Keep in mind that most marketing managers have risen to their current position not by being great managers, but by being gifted practitioners. A promotion to a managerial role in marketing is often the result of having valuable skills in other areas, such as technology, design, or social media, but those skills don’t translate into managerial excellence. In fact, it can turn them into micro-managers who tend to do the work themselves because it’s easier than learning how to delegate to and empower their team members.

Ensuring your managers have access to management and leadership training can help them shift the work onto their team and free up the bottlenecks that occur when managers spend more time doing than managing.

5. Manage Up as Well as Down

To stay focused and motivated, people need to feel connected to the organizational mission and see that what they do has an impact on organizational goals. That’s why it’s so important for CMOs to manage up by communicating what they are doing and why it’s important to the executive level.
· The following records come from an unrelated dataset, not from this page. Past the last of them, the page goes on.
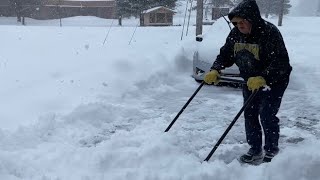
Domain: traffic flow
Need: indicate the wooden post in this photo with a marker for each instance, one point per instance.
(199, 20)
(281, 13)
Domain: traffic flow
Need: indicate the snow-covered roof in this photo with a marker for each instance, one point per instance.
(156, 8)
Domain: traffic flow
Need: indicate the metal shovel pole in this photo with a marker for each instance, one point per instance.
(231, 125)
(194, 94)
(184, 107)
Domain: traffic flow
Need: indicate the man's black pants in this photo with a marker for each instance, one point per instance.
(266, 105)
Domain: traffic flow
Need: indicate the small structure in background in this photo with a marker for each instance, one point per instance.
(218, 12)
(157, 16)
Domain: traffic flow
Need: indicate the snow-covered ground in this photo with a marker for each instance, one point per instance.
(73, 108)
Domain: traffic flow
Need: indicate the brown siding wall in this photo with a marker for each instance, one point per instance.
(54, 9)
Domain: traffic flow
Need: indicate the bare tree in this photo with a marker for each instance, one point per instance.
(318, 10)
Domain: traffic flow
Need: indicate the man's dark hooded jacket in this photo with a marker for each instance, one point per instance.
(264, 41)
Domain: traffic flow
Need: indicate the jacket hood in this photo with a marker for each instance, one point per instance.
(249, 10)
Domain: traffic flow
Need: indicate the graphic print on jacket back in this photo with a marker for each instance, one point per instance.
(253, 48)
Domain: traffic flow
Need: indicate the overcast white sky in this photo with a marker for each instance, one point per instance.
(304, 7)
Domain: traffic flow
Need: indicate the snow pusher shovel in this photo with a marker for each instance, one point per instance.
(251, 97)
(195, 93)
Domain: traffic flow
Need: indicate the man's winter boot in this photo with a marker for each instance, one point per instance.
(268, 157)
(251, 156)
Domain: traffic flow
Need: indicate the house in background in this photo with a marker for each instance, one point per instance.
(157, 16)
(55, 9)
(218, 12)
When you achieve cross-functional business alignment and organizational buy-in for your marketing strategy, it enhances morale across your department and benefits the management layer specifically by making it easier for them to free up resources and coordinate with people outside the department where necessary. If your marketing initiatives require support from IT, sales, product, brand, or other departments, make sure you’re laying the groundwork for a smooth collaboration. So much of the manager’s job relies on interdepartmental goodwill: how are you facilitating those connections and supporting their success?

As CMO, you hold the vision for the customer experience. But that vision is only valuable if it can be operationalized by the marketing team. By working more closely with your marketing managers, recognizing their strengths and limitations, and supporting their needs, you can develop a relationship that unlocks their true potential—and yours.